Далее следует  еще один, уже начавшийся каламбуром, но развивающийся и углубляющийся смысловой перелом, на этот раз стилистический. Меняется язык: автор от возвышенной торжественности переходит к приземленно-самоуничижительным, пропитанным самоиронией сравнениям: выпадающий из фуры пьяный, валяющийся мерзлый валенок. Получается, что "Мне выпало все" играет роль своего рода переходника, в котором неубедительная добавка к первому четверостишию неожиданным образом превращается в начало качественно нового, приземленного повествования (заметим, что игра таких перетеканий и превращений – один из мощнейших приемов воздействия на человека поэзии , театра и вообще всякого словесного искусства.)

Повторы второй части стихотворения тоже своеобразны. Они звучат ернически, как насмешка над повторной структурой первой части  (тьфу ты, опять об Эйхенбаума, но не буду повторять его идей о воздейственной силе сплава анекдота и трагедии в творчестве Гоголя :).

О чем, однако говорит автор во втором четверостишии? Быть может, при подробном знакомстве с его биографией окажется, что поэт провел остаток жизни в нищете и безвестности? Или речь идет о внутреннем ощущении от жизни?  Cначала война, двадцатый съезд, оттепель, затем – в стране наступает эпоха скуки, рутины, всеобщей выхолощенности и всеобщего «выпадения» из потока экзистенциально насыщенных событий. Какая из версий ближе к истине, равно ли  далеки от нее или близки к ней обе - оставим эти вопросы как вопросы.

Дальнейшее погружение в анатомию второго четверостишия – это уже, наверное, за гранью чувства меры. Поэтому здесь и остановимся. В завершение хочется обратиться к последней  строке: "Добро на Руси ничего не имети". Загадочная фраза, с темным смыслом и каким-то архаичным, забирающим еще глубже патетики первого четверостишия, церковнославянским привкусом. Несомненно, это еще один новый смысловой и стилистический поворот. Куда поворачивает  автор – ответ неочевиден. И это замечательно, хорошая поэзия и должна быть в меру загадочна.
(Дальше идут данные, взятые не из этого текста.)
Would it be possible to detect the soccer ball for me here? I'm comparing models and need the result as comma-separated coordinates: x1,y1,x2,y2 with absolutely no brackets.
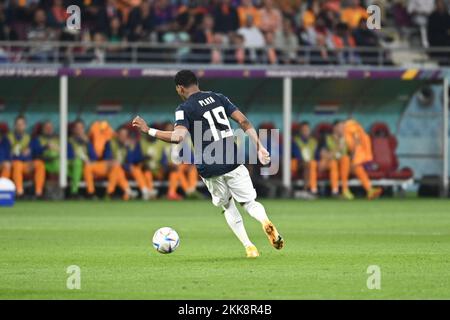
153,227,180,253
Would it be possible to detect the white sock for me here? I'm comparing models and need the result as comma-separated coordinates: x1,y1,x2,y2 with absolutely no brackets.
223,199,253,247
244,200,269,223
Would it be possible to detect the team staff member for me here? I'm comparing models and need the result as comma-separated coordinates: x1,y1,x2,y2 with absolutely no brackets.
130,129,167,200
8,116,45,198
83,125,133,200
319,121,354,200
336,119,383,200
31,121,59,174
107,127,138,200
292,121,320,195
0,132,11,179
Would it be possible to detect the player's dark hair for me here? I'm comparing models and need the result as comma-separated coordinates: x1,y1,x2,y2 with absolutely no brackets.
14,114,27,123
174,70,198,88
299,121,310,128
В качестве не очень убедительно версии можно предположить, что речь идет о мудрости  христианского смирения принимать судьбу в любом ее обличии, будь то счастье, горе или прозябание.

Подытожим написанное некоторыми выводами.

1. Мелодическая, интонационная составляющая поэзии во многом формируется в процессе прочтения написанного текста и понимания его смысла, которое по необходимости  индивидуально, а порой и  уникально.

2. Интонацию стиха можно рассматривать как результат взаимодействия и наложения различных смысловых «сил» и «полей», накладывающихся друг на друга, нередко противодействующих и несовместимых. В найденной интонации как раз и разрешается смысловая неоднозначность и полифония сложно построенного, «объемного» текста.

3. Привносимая в ходе чтения (в том числе на уровне внутреннего слуха и внутренней артикуляции) интонационная выразительность задается смыслом текста и вместе с тем -  усиливает его, насыщает новой выразительной силой. Механизм «самоусиления» текста процессе его прочтения ускользает от ясного понимания (чего во многом не избежал и автор настоящего опыта). Привычный научно-аналитический язык не позволяет при обращении с таким материалом избежать смешения и неразличения причин и следствий.  Видимо, феномен вообще не поддается описанию в простых механических моделях «причина-следствие» и требует новых, более продвинутых и  не созданных еще инструментов анализа, которые позволяли бы описывать смысл и его выражение как взаимное обуславливание и становление. Похоже, со времен знаменитого "мысль совершается в слове" наука в этом направлении так и не продвинулась.

4. Предпринятая попытка намечает  перспективу введения в анализ стихотворного текста новой величины – читателя с его читательским и жизненным опытом, психотипом и неповторимой индивидуальностью. Это тем более актуально в наше время, когда общепризнанные нормы расшатаны, и большой разбег набирают микрогрупповые и индивидуальные разнообразия восприятий, пониманий и переживаний.